About Genomic Health
Genomic Health, Inc. (Nasdaq: GHDX - News) is a life science company focused on the development and commercialization of genomic-based clinical laboratory services for cancer that allow physicians and patients to make individualized treatment decisions. In 2004, Genomic Health launched its first test, the Oncotype DX breast cancer test, which has been shown to predict the likelihood of breast cancer recurrence and the likelihood of chemotherapy benefit in a large portion of early-stage breast cancer patients. The company was founded in 2000 and is located in Redwood City, California. For more information, please visit http://www.genomichealth.com.

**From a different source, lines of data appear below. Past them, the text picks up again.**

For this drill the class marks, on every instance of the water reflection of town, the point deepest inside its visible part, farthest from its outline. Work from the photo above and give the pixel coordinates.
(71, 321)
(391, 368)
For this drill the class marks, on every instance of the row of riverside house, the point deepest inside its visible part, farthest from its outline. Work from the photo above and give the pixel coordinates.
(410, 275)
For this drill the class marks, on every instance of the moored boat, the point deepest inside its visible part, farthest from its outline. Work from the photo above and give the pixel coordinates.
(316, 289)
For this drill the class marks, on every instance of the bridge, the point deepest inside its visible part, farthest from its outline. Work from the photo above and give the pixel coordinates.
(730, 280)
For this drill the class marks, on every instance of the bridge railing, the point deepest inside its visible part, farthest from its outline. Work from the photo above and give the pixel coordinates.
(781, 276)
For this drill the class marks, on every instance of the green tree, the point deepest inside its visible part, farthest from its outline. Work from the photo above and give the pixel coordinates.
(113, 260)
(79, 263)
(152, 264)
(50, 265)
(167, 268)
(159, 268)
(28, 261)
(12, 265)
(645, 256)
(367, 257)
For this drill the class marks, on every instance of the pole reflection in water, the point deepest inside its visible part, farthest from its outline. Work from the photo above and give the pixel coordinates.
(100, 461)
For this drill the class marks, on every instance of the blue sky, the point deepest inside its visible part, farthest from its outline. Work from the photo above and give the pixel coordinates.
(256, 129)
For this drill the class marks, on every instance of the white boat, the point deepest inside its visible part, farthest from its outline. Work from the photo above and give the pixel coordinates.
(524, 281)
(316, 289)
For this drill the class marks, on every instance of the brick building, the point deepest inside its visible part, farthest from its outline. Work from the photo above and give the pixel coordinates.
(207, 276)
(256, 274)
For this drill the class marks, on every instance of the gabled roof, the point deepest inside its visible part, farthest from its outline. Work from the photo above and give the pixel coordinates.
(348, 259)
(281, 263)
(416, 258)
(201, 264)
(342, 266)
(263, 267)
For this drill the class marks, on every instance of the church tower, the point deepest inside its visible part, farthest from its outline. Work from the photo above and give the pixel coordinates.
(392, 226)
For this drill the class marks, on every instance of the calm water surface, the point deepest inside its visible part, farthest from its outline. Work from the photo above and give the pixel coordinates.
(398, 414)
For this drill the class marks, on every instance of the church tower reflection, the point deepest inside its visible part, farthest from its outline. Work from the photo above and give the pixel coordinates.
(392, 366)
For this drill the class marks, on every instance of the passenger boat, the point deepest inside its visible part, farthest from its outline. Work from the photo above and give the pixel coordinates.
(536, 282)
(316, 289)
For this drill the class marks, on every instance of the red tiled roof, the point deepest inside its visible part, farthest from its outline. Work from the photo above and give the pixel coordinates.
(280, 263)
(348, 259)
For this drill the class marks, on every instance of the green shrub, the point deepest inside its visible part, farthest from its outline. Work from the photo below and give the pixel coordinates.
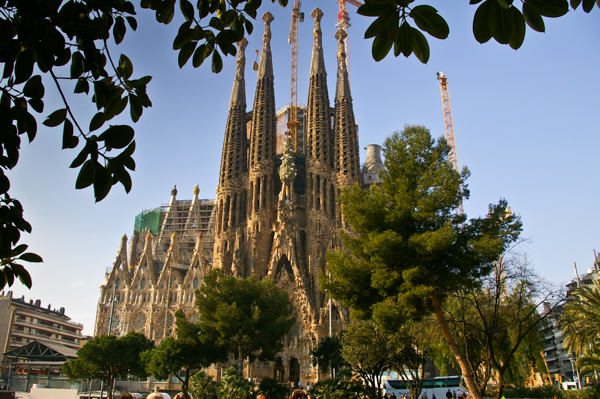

This press release contains forward-looking statements within the meaning of the Private Securities Litigation Reform Act of 1995, including statements relating to the applicability of clinical study results to actual outcomes; the company's plans to commercialize a test for colon cancer and the proposed timing of such commercialization; the company's beliefs regarding the benefits of a test for colon cancer and the belief that Oncotype DX should be integrated into standard breast cancer treatment planning for patients in Japan. Forward-looking statements are subject to risks and uncertainties that could cause actual results to differ materially, and reported results should not be considered as an indication of future performance. These risks and uncertainties include, but are not limited to: The risks associated with commercialization of a new test; the risk that the company may not obtain or maintain sufficient levels of reimbursement for its tests; the risks and uncertainties associated with the regulation of its tests; the applicability of clinical study results to actual outcomes; and the other risks set forth in the company's filings with the Securities and Exchange Commission, including the risks set forth in the company's Quarterly Report on Form 10-Q for the quarter ended March 31, 2009. These forward-looking statements speak only as of the date hereof. Genomic Health disclaims any obligation to update these forward-looking statements.
NOTE: The Genomic Health logo, Oncotype, Oncotype DX and Recurrence Score are trademarks or registered trademarks of Genomic Health, Inc. All other trademarks and service marks are the property of their respective owners.